It is hard indeed to know what to expect of the Bulgarian production of Puccini's opera Turandot, due to play in Taipei and Kaohsiung over the next two weeks.
First there is the question of Eastern European opera companies. Some of them are starved of cash and forced to offer 30-year old productions sung by soloists who themselves are also a little past their sell-by dates. But others, such as the State Opera Poland who visited Taipei in 2002, and inexplicably attracted such tiny audiences, were outstanding, certainly in their two leading soloists. You never, in other words, know quite what you're going to get.
Then there's the opera itself. It's both a great classic and potential landmine. After enormous success in his early years, Puccini lapsed into silence and near-failure in middle-age, suddenly coming up, however, with this extraordinary work as he lay dying. He never finished it, but it was completed by a colleague and many listeners believe it's his masterpiece.
It tells a tale of a sexually frigid Chinese princess who decapitates all suitors who fail to answer her three riddles. But herein lies the problem. Bringing European Chinoiserie dating from 1926 to a real Chinese society 80 years on — the whole project bristles with difficulties and occasions for the acutest embarrassment.
Reading about the Sofia National Opera isn't an experience that decides you one way or the other. This production, for instance, has recently been seen in the Johnson County Community College, Kansas, at the Zeiterion Theater in New Bedford, Massachusetts, and courtesy of the Concert Association of Wilmington (population 60,000) in Delaware. That it's showing in Taipei at the less than state-of-the-art Sun Yat-sen Memorial Hall theater isn't ultimately encouraging either.
But then you never know. A country that produced a soprano like Anna Tomowa-Sintow can't by any means be written off. Opera needs scenery, however drab, and costumes, however dowdy, if its curious magic is to stand a chance of coming off. With the NSO Ring set to be largely in a concert version (though with the supremely magnificent and not-to-be-missed Linda Watson in the leading female role), opera buffs eager for the whiff of peeling sets and threadbare wigs may just be in for a bonanza with this possibly Ruritanian, but equally possibly enthralling, Turandot.

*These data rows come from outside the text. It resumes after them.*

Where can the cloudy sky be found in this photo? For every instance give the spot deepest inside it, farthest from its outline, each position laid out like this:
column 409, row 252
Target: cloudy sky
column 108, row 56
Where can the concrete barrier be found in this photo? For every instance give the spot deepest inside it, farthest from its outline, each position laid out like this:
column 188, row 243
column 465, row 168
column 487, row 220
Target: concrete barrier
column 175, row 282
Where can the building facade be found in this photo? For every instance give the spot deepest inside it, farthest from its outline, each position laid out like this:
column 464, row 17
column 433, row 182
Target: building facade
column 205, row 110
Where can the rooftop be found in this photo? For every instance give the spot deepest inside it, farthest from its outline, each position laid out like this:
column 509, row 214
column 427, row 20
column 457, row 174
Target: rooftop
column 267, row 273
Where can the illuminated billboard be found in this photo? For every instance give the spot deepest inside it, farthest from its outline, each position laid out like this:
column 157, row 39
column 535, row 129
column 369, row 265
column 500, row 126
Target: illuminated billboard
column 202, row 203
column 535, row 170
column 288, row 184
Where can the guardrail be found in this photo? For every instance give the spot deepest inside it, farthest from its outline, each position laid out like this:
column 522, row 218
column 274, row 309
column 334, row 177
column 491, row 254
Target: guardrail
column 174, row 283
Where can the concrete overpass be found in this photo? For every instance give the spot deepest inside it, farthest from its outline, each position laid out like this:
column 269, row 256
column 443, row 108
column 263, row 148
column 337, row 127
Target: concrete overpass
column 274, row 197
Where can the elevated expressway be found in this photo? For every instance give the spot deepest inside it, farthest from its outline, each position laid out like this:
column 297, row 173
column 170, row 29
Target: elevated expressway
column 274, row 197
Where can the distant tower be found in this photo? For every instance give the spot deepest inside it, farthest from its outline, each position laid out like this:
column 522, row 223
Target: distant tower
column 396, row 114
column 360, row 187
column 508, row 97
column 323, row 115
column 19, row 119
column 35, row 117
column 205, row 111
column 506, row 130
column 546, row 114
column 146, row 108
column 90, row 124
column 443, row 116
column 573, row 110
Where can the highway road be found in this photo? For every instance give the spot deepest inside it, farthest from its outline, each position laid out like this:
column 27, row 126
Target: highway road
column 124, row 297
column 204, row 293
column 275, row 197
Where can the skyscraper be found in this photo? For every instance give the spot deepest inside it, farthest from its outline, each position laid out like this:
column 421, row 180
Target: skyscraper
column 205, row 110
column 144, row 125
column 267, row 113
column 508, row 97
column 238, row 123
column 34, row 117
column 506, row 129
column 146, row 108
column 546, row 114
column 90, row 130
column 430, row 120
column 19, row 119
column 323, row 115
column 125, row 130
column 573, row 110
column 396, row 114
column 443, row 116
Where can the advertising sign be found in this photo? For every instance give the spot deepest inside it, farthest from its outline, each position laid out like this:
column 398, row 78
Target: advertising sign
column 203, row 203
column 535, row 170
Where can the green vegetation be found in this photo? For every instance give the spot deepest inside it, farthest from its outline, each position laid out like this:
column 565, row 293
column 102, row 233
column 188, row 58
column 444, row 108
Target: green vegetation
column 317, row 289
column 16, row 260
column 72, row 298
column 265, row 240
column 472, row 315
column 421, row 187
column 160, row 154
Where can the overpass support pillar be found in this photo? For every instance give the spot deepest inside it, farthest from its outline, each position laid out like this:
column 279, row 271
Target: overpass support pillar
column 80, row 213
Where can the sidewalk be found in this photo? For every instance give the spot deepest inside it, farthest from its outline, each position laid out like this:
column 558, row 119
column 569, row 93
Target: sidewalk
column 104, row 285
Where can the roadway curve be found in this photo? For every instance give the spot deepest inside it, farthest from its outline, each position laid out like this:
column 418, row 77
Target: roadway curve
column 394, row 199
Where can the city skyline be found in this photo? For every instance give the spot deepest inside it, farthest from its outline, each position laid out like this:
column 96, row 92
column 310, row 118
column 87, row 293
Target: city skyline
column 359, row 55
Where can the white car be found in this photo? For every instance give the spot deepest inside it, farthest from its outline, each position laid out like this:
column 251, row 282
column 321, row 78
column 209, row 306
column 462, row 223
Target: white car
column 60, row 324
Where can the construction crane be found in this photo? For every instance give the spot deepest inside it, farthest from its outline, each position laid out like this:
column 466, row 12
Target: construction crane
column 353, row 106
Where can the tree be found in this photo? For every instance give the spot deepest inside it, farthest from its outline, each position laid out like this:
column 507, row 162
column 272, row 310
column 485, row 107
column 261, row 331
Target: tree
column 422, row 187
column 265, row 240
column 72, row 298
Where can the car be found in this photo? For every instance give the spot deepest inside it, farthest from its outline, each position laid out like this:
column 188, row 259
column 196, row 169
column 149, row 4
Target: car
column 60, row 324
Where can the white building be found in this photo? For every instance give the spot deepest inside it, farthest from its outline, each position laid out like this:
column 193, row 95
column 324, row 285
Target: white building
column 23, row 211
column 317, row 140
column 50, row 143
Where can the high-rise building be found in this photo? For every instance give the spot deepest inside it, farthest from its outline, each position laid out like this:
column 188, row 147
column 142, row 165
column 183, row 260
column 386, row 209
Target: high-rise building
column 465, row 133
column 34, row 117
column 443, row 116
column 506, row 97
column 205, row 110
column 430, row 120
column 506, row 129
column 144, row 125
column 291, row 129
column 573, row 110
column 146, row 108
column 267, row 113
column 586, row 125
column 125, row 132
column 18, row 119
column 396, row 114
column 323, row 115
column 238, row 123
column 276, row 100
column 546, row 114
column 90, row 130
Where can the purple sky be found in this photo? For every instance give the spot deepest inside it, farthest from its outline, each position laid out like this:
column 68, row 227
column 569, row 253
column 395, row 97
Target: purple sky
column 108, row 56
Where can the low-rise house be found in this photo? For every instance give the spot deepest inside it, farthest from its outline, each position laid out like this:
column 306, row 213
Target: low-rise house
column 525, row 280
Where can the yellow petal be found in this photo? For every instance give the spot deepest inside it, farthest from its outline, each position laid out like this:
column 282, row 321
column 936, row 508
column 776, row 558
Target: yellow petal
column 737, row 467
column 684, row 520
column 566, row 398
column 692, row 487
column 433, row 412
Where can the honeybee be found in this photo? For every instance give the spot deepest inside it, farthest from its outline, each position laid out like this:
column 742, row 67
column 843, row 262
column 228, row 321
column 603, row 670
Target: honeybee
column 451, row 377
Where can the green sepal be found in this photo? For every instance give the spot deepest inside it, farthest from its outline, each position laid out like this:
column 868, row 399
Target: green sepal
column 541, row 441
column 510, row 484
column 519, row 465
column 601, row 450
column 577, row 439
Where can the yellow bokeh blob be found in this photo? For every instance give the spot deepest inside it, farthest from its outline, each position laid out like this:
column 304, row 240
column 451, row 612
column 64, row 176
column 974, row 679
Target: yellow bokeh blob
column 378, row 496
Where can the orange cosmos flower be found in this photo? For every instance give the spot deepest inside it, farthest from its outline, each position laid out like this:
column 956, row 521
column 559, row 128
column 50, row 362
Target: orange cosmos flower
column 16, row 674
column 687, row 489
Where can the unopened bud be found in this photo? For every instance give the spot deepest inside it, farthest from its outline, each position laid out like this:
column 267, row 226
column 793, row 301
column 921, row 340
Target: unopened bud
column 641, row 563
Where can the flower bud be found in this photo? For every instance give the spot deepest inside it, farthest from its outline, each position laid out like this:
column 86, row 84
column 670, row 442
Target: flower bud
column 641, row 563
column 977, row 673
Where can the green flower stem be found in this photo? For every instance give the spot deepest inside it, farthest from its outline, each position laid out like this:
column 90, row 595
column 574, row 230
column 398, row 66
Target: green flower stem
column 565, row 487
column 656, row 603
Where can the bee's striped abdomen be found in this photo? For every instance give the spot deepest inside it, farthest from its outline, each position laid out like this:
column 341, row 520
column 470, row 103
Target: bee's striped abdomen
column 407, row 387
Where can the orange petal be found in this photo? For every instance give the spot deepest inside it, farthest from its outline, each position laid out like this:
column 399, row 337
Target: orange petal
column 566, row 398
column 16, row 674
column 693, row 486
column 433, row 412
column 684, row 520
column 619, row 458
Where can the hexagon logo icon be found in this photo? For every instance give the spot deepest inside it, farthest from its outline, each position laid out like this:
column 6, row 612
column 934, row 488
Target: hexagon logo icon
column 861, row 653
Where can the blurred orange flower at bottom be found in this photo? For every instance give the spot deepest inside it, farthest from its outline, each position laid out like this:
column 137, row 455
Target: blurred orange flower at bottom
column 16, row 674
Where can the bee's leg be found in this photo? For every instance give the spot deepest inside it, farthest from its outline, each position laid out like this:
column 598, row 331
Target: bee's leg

It's four years since any agent brought a fully-staged foreign opera production to Taiwan. Previously the practice was rather common, but then with the economic down-turn they all got cold feet. This time there will be 150 people involved — instrumentalists, chorus-members, stage-hands and soloists — with the scenery arriving in separate consignments on two cargo ships. This, then, is hardly imported opera on the cheap. However much the show may lack celebrity international names, it will in some sense be the real thing. It's only coming to Taiwan, incidentally, and as a cultural exchange is likely to have a rather particular Taiwanese flavor.
The production is double-cast — two sets of soloists will alternate in the main roles. On Sept. 20, Sept. 22, Sept. 23 and Sept. 24 at 7.30pm in Taipei, and on Sept. 29 and Sept. 30 at 7.30pm in Kaohsiung it will be as follows: Turandot — Bayasgalan Dashnyam; Timur — Svetozar Rangelov; Calaf — Kostadin Andreev; Liu — Sofia Ivanova. On Sept. 21 at 7.30pm and on Sept. 23 and Sept. 24 at 2.30pm in Taipei, and on Sept. 28 at 7.30pm and Sept. 30 at 2.30pm in Kaohsiung it will be as follows: Turandot — Elena Baramova; Timur — Dimitar Stantchev; Calaf — Kamen Chanev; Liu — Tsvetana Bandalovska.